İsveç'te gerçekleştirilen bir araştırmada, farkındalığın ter kokusunu koklama ile birleştirildiğinde daha etkili olduğu ortaya koyuldu.
Çalışmaya sosyal kaygı bozukluğundan muzdarip olan 48 kadın katıldı ve bu kadınların bir kısmı temiz havaya, bir kısmı da kötü vücut kokusuna maruz bırakıldı.
Ter kokusuna maruz kalanların sosyal kaygıları azaldı
Ter kokularına maruz kalırken farkındalık seansını tamamlayan hastaların sosyal kaygılarında yüzde 39'luk bir azalma görülürken temiz hava soluyanların puanlarında yüzde 17'lik bir azalma kaydedildi.

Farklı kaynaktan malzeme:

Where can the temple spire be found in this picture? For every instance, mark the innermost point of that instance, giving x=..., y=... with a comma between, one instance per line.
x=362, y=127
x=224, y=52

Araştırmacılar, insan terinde tedaviye verilen yanıtı etkileyen bir şeyler olduğu görüşünde.
Fakat ikisi arasındaki ilişkiyi doğrulamak için daha fazla çalışmaya ihtiyaç olduğu belirtiliyor.
Gönüllülerin terlerken hissettikleri duygulara bağlı olarak tedavi üzerinde farklı etkiler olabileceği düşünülüyor, bu yüzden onlara belirli duyguları ortaya çıkaracak filmler izletildi.
Ancak, ter döken kişi ister komedi ister korku filmi izlesin, etki aynıydı.
İsveç'teki Karolinska Enstitüsü'nden baş araştırmacı Elisa Vigna, ekibin bu duruma 'biraz şaşırdığını' söyledi.
'Doğrulamamız gerekiyor'
Vigna, "Sadece başka birinin varlığına maruz kalmak bu etkiyi yaratıyor olabilir, ancak bunu doğrulamamız gerekiyor" ifadelerini kullandı.
Sosyal kaygı bozukluğu, obsesif kompulsif bozukluğa benzer şekilde günümüz toplumunda epey yaygın bir psikolojik rahatsızlık olarak öne çıkıyor.
Şu anda hastalık için bilişsel davranışçı terapi ve antidepresan ilaç kullanımı gibi bir dizi tedavi yöntemi mevcut.